The type of disability insurance policy that you have may affect your rights and obligations under the contract and law. Typically, disability insurance policies will fall into one of three categories, based on how the policy was obtained: private, group, or association. It is important to understand what type of policy you have before pursuing a claim or attempting to fight a delay or denial of your benefits.
A “Private” policy (also referred to as an “Individual” policy) is usually purchased by an individual, through a private insurance agent or directly from the insurance company. It is not offered to the individual due to his/her involvement in a particular group or as a result of his/her employment. Typically, insurance companies and agents will target business owners and high income professionals to purchase these policies or they may be offered as a supplement to other disability insurance policies or when purchasing other insurance products. Of the three categories, the premiums for private policies are usually the most expensive, as the risk of insuring these policies are not shared among a larger group. Moreover, these policies usually contain more beneficial language to claimants, as there is more flexibility in the type and amount of coverage that an individual may purchase.

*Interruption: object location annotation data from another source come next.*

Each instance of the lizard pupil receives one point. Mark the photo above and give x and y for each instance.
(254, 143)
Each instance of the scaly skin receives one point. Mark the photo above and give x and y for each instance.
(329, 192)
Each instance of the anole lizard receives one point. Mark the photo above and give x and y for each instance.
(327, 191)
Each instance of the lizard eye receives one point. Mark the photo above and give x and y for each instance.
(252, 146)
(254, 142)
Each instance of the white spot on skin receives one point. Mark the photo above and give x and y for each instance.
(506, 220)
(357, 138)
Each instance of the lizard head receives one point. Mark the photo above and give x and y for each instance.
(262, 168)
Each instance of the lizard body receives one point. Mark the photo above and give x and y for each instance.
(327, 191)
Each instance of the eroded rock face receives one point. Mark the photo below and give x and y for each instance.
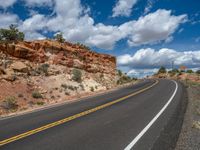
(19, 67)
(66, 54)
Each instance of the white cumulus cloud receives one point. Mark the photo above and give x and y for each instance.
(7, 19)
(150, 58)
(73, 19)
(6, 3)
(153, 27)
(123, 8)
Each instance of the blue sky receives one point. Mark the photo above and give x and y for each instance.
(142, 34)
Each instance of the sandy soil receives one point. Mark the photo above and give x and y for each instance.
(189, 138)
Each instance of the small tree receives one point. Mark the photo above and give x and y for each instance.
(11, 35)
(189, 71)
(198, 72)
(120, 73)
(59, 37)
(77, 75)
(162, 70)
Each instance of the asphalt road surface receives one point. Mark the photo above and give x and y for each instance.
(128, 118)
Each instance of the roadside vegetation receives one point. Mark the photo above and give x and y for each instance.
(77, 75)
(10, 103)
(124, 78)
(36, 95)
(11, 35)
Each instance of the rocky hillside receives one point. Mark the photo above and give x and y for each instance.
(46, 71)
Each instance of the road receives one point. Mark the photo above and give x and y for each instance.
(128, 118)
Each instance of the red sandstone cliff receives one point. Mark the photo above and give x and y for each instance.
(67, 54)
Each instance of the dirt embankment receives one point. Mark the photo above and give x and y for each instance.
(44, 72)
(189, 138)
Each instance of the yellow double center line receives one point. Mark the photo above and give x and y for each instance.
(45, 127)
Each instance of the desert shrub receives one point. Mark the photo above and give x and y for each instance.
(92, 89)
(67, 93)
(82, 87)
(44, 69)
(10, 103)
(20, 95)
(83, 46)
(162, 70)
(101, 76)
(11, 34)
(189, 71)
(40, 103)
(125, 79)
(70, 87)
(59, 37)
(36, 94)
(76, 75)
(65, 86)
(198, 72)
(120, 73)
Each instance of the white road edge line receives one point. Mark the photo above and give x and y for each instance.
(137, 138)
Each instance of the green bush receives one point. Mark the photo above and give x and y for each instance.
(20, 95)
(10, 103)
(120, 73)
(40, 103)
(198, 72)
(189, 71)
(77, 75)
(59, 37)
(11, 34)
(162, 70)
(36, 95)
(92, 89)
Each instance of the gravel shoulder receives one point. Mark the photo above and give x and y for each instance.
(189, 138)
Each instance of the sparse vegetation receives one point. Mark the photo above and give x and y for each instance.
(59, 37)
(36, 95)
(40, 103)
(11, 35)
(67, 93)
(70, 87)
(189, 71)
(120, 73)
(43, 69)
(20, 95)
(162, 70)
(77, 75)
(198, 72)
(124, 79)
(92, 89)
(83, 46)
(10, 103)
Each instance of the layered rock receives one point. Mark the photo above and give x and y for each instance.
(67, 54)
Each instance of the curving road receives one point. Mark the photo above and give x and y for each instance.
(128, 118)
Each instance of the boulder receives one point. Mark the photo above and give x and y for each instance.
(19, 67)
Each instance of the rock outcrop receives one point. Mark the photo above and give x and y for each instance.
(66, 54)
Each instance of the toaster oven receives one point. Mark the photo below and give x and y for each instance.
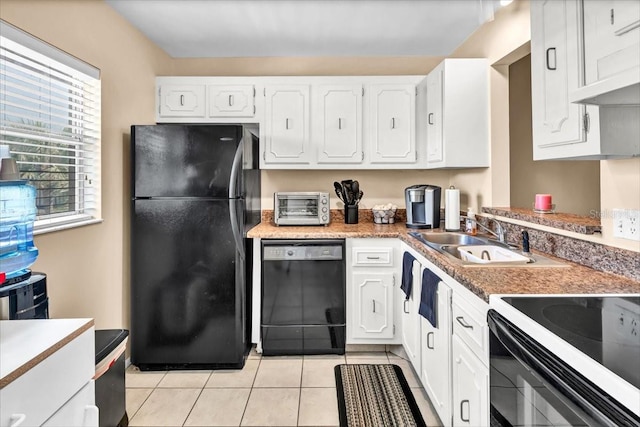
(301, 208)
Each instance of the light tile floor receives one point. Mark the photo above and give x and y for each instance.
(268, 391)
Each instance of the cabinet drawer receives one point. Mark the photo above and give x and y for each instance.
(45, 388)
(371, 257)
(470, 325)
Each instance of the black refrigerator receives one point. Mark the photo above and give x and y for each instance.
(195, 194)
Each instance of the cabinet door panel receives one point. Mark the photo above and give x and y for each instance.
(436, 355)
(231, 101)
(287, 124)
(373, 299)
(434, 116)
(612, 38)
(182, 101)
(411, 319)
(393, 124)
(340, 130)
(470, 387)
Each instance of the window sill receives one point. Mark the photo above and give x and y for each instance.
(52, 225)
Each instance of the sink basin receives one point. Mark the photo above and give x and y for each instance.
(486, 254)
(452, 239)
(463, 250)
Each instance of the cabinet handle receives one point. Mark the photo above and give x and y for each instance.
(586, 122)
(466, 420)
(464, 324)
(16, 419)
(554, 59)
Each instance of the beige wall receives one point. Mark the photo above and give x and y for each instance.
(574, 185)
(87, 267)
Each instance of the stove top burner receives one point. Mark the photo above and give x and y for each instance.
(607, 329)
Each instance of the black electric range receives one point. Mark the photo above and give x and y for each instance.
(597, 336)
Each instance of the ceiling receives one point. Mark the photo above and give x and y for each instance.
(258, 28)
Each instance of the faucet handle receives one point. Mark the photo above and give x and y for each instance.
(525, 241)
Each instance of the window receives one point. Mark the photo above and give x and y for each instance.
(50, 119)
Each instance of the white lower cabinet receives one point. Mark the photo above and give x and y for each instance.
(436, 356)
(59, 390)
(470, 387)
(410, 319)
(371, 280)
(453, 355)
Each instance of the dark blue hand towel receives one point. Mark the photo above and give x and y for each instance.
(429, 296)
(407, 273)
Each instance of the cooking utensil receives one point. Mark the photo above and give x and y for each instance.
(355, 189)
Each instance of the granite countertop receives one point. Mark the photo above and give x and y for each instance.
(482, 281)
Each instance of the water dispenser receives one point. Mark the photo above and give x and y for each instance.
(17, 215)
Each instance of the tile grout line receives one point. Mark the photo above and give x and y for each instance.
(196, 401)
(246, 404)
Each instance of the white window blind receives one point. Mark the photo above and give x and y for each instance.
(50, 118)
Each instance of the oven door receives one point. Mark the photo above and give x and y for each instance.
(529, 386)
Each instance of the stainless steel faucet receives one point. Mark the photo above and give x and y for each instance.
(500, 234)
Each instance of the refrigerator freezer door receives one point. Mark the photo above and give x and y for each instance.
(184, 161)
(188, 288)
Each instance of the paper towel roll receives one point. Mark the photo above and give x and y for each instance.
(452, 209)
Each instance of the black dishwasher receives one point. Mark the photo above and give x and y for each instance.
(303, 297)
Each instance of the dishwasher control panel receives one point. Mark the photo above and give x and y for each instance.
(301, 252)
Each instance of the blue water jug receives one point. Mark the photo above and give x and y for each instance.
(17, 214)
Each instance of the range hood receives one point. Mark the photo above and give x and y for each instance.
(621, 89)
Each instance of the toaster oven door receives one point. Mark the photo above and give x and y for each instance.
(300, 210)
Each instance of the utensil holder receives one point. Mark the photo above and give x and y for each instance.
(351, 214)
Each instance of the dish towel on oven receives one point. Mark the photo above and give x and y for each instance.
(429, 296)
(407, 273)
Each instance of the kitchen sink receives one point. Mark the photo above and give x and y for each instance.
(451, 244)
(439, 239)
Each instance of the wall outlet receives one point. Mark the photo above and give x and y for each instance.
(618, 223)
(626, 224)
(632, 225)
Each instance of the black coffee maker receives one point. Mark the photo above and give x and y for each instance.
(423, 206)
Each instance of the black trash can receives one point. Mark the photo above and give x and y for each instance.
(109, 379)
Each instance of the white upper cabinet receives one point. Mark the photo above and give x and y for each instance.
(231, 101)
(306, 122)
(562, 129)
(392, 124)
(339, 124)
(181, 101)
(287, 124)
(457, 116)
(611, 53)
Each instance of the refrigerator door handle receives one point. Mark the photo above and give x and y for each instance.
(235, 228)
(235, 170)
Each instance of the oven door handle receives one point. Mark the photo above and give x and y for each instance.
(502, 331)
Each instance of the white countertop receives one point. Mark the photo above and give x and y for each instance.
(25, 343)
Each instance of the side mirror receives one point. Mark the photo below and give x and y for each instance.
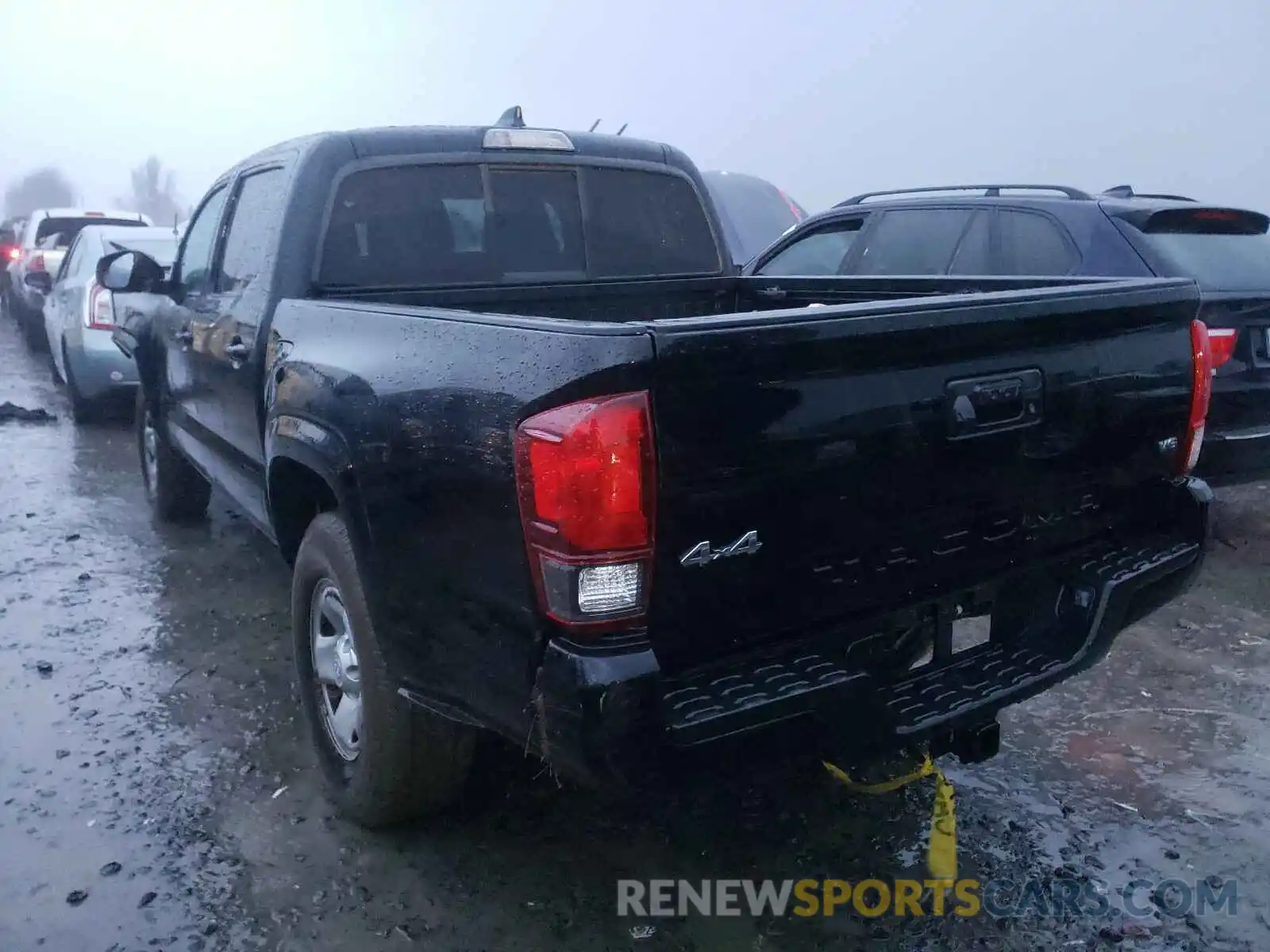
(40, 281)
(131, 273)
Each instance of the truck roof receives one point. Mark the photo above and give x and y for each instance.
(423, 140)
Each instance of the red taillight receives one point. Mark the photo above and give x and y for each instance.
(101, 308)
(586, 478)
(1221, 344)
(1202, 393)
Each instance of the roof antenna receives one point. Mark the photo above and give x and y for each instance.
(511, 120)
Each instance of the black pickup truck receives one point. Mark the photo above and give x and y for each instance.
(546, 466)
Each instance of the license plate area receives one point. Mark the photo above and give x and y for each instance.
(952, 638)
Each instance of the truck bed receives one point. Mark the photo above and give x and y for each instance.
(835, 433)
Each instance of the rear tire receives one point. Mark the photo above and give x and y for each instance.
(82, 410)
(399, 763)
(33, 329)
(177, 492)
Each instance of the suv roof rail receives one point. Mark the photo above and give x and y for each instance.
(1127, 192)
(988, 192)
(511, 118)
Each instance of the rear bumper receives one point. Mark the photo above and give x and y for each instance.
(615, 715)
(1233, 456)
(98, 366)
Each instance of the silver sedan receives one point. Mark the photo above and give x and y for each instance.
(79, 315)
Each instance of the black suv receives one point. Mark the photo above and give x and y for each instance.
(1053, 230)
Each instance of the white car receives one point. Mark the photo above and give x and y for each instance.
(42, 245)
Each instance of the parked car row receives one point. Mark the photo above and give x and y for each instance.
(549, 466)
(50, 289)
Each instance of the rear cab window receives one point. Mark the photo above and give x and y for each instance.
(1221, 249)
(425, 225)
(59, 232)
(819, 253)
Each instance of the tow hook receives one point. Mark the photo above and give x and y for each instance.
(976, 744)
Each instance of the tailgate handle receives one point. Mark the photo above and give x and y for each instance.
(976, 406)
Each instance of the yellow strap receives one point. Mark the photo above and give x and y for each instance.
(941, 848)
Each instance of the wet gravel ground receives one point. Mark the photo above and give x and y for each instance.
(158, 791)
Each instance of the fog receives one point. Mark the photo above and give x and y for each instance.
(823, 98)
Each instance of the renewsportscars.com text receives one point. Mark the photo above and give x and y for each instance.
(903, 898)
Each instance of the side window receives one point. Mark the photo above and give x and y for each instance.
(818, 254)
(914, 241)
(973, 255)
(1034, 245)
(73, 260)
(89, 254)
(196, 257)
(257, 213)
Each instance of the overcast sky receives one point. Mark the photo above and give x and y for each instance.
(823, 97)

If your insurance company delays or denies your claim under the policy, you have a right to bring a lawsuit in a civil court. You may seek all past and current benefits due under the policy, as well as costs, interest, and attorneys’ fees incurred as a result of the delay in payment or denial of your claim. Moreover, if your insurance company engaged in bad faith claims handling practices, you may also be able to obtain punitive damages if available under your state laws. The ability to hold an insurance company accountable for their unfair and deceptive practices can be a powerful tool. At the same time, because private policies can result in significant liability for an insurance company, these claims are often highly scrutinized. Understanding your rights and obligations is essential in applying for benefits and fighting a delay or denial of a claim.
A “Group” policy is often provided to an individual as part their employee benefit package and as such typically falls under the Employee Retirement Income Security Act of 1974 (“ERISA”), a federal law, which governs how disputes can be resolved. There are a few exceptions, which render certain employer provided policies exempt from ERISA and thus, subject to state law (see the Private policy section above). Your employer may pay all or part of your premiums or you may pay 100% of your premiums as a deduction from your paycheck.
An ERISA governed policy limits the options that you have if your claim is delayed or denied. This is an extremely complicated area of the law and provides very strict guidelines and deadlines for claimants to meet when filing his or her appeal. Missing these deadlines and not abiding by the guidelines can be extremely detrimental to your claim and your future rights at trial. Unlike private disability insurance claims, if you fail to submit all of your information to your insurance carrier prior to or during your appeal, you will likely be forever barred from bring forth any new information at trial if your insurance company denies your appeal. Thus, you must essentially prepare your claim for trial during your ERISA appeal. This means that you must gather all of the evidence that you would want to submit at trial such as medical evidence, expert medical and vocational opinions, and testimony from your friends, family, and co-works that understand how your condition limits your abilities and put it forth in your ERISA administrative appeal. An experienced attorney may make all the difference in apply for benefits or appealing a denial of your claim. If the denial is upheld after you submit all required administrative appeals, you may then file a lawsuit. However, state insurance laws are preempted by ERISA and thus, even if your state has a punitive damages statute, you will not be able to seek such damages, even if you are successfully in overturning the denial in court and there is clear evidence of the insurance companies unfair and deceptive claims practices. Thus, insurance companies often aggressively fight these claims, as there is little accountability for bad faith claims handling practices.
The third category are policies purchased through an “Association.” Often, insurance companies will sell a professional association disability insurance policies, which they can in turn, sell to their members. The premiums for Association policies typically increase with the age of the member or his/her years of practice in the profession. Obtaining a disability insurance policy through an association may provide a discount for members, but there are usually strict limits on the discounts and the insurance company may eliminate the discount at its discretion. Likewise, there is much less flexibility in the amount of coverage or the wording of the policy provisions that members are able to purchase. Thus, the policy language is typically less beneficial to claimants under Association policies and there are often strict limitations on what types of claims are covered and on the duration of benefits for certain conditions.
The type of disability insurance policy that you have may affect your rights and obligations under the contract and law. Consulting an experienced attorney prior to filing a claim or after a delay or denial of benefits can mean the difference between obtaining your benefits and unknowingly destroying your claim.